In the above research, we studied the multi-granularity metric in spatiotemporal data from the above two aspects. The results were generally good, but there were still some limitations, and there are still some problems to be discussed.

(1) This method was to solve the problem of incomplete query results based on time and other multi-scale dimensions. This requires that the query data cover as many areas as possible. Secondly, the method uses multi-scale integers to fill multi-scale dimensions. When the scale is one year, three months, one day, and five hours, this complex situation needs to be filled with many multi-scale integer codes, which would affect the efficiency of data retrieval.

(2) We analyzed the fuzziness of spatiotemporal data from the multi-scale dimension level, and provided a new perspective for the study of spatiotemporal data fuzziness. We obtained fuzzy data with hidden values from the data through the DGFQM, so as to better understand and analyze the change trend in various fields such as economy and culture. Next, we will further study the query results, analyze the potential information in the fuzzy data, and build the corresponding knowledge map.

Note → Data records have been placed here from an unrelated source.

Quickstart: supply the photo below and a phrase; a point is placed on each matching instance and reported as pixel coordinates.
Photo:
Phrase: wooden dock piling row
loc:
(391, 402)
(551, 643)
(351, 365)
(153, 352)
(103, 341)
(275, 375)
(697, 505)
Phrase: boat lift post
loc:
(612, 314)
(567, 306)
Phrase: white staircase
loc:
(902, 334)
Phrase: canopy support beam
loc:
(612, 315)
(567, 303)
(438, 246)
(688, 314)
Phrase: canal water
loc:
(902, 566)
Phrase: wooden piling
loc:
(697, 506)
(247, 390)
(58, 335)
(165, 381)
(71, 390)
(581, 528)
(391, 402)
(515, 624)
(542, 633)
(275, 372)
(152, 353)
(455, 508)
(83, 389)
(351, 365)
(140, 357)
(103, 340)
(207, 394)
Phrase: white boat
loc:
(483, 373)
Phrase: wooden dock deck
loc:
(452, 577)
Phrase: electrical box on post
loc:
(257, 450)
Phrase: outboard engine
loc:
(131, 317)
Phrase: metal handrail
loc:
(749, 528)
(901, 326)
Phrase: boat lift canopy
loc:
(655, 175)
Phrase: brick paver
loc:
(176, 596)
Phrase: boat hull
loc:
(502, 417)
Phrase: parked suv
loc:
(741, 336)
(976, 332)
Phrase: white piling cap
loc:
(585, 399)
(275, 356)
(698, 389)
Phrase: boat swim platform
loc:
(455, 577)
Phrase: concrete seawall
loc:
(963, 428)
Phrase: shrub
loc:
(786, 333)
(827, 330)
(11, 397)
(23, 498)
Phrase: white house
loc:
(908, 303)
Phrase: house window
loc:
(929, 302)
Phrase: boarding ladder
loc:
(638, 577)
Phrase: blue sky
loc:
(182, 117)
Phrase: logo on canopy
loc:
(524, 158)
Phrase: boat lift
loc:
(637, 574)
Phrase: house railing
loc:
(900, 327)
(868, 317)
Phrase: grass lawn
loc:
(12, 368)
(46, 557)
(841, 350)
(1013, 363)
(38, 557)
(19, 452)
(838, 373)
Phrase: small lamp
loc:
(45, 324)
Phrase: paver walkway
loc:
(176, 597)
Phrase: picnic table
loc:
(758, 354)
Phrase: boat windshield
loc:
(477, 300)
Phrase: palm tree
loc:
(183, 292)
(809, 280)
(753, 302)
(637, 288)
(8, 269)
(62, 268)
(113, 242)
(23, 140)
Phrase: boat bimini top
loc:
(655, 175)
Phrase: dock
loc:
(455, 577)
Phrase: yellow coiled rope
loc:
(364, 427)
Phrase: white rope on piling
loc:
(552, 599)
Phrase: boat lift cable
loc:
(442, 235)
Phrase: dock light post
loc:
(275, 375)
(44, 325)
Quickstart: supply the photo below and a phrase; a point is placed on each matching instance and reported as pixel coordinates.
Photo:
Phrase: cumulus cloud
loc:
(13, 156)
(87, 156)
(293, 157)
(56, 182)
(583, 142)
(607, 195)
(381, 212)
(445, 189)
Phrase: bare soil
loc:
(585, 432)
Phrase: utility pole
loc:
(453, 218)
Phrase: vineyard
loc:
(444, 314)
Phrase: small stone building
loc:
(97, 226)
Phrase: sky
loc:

(3) We applied multi-scale integer coding to the band, and discussed the applicability of multi-scale integer coding. It can be seen that multi-scale integer coding has certain advantages in terms of memory occupation and query efficiency. At present, multi-scale integer coding was applied to time, space, and band, respectively. Next, we will consider building the coding of a space-time, spatiotemporal spectrum based on multi-scale integer coding.